My question for Merkel is: what if Snowden hadn’t been able to escape with that data? Would she say that ignorance is bliss? Even if Merkel is a little confused about whether to cheer the Snowden leaks, I am glad to be able to live vicariously through her having “an angry exchange” with our president.
Those who, like me, disapprove of the NSA’s spying activities will be dismayed to learn that a recent White House-sponsored review of the NSA’s activities has resulted in a recommendation that the NSA continue its programs essentially unchanged. For example, the report is said to recommend continuing the bulk data collection of Americans’ telephone metadata, without probable cause or particularized suspicion, with the only changes being (1) the level of suspicion required to conduct a search on the ginormous database, and (2) the nominal collector and storer of the data would be the telephone companies.
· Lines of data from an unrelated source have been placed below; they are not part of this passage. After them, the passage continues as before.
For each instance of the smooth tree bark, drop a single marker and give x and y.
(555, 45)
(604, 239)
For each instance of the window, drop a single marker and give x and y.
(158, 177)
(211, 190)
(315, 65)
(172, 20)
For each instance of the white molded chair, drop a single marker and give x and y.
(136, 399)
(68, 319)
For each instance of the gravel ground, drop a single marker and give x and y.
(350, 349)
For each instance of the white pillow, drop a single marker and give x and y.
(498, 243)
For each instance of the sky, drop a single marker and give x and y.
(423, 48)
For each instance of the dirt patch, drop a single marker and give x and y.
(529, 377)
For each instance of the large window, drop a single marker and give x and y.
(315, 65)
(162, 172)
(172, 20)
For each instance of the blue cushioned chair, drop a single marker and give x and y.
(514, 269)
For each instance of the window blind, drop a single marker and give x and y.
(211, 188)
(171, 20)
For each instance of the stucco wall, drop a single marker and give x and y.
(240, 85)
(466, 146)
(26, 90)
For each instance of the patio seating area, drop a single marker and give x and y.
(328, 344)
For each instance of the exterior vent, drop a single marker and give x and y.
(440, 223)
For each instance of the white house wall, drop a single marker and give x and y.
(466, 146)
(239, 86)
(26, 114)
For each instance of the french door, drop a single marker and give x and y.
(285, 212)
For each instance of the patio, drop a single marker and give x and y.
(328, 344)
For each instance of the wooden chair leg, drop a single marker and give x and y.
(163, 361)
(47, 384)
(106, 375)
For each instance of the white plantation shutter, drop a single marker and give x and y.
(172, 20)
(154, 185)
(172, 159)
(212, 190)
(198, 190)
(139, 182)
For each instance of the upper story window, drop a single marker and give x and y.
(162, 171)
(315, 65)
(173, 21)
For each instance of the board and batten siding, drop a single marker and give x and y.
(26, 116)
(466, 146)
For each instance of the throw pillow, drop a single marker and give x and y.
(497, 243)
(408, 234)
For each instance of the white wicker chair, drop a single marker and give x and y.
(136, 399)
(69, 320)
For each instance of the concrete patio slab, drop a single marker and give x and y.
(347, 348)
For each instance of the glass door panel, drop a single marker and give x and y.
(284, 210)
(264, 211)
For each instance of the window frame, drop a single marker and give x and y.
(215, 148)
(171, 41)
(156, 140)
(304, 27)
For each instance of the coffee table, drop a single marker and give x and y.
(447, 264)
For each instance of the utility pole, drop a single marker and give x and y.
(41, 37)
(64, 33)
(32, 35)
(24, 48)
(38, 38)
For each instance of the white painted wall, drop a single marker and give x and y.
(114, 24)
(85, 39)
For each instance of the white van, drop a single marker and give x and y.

I agree with Jim Harper of Cato that requiring the phone companies collect and store the data makes no substantial difference and, in fact, may be worse than the existing program. “Is secretly violating Americans’ communications privacy really rewarded by a policy requiring the violation of Americans’ communications privacy?” he asked.
Harper and other privacy advocates were heartened this week by a federal district judge who ruled that the NSA spying programs were likely unconstitutional. The Guardian provides access to the full text of the ruling, which is long and addresses issues of jurisdiction and standing, but I focused on the part that most interested me: the section pertaining to the third-party doctrine. The judge was conservative, as is appropriate for a district court ruling. He did not say we should get rid of the third-party doctrine, much less the “reasonable expectation of privacy” test, as I do in my recent PJ Media piece and forthcoming law review article. But he did say that he doubted whether the 1978 Supreme Court decision, Smith v. Maryland, a staple of third-party doctrine jurisprudence, could sanction the legality of the NSA’s bulk collection of telephone metadata. Cell phone use today isn’t comparable to the use of the telephone in the 1970s, and so the fact that one might not have had a “reasonable expectation of privacy” in phone metadata in the 1970s doesn’t say anything about whether one has such an expectation today.
While I wish the judge had gone further, it’s a great start and it invites judges on appeal to take a closer look at the third-party doctrine.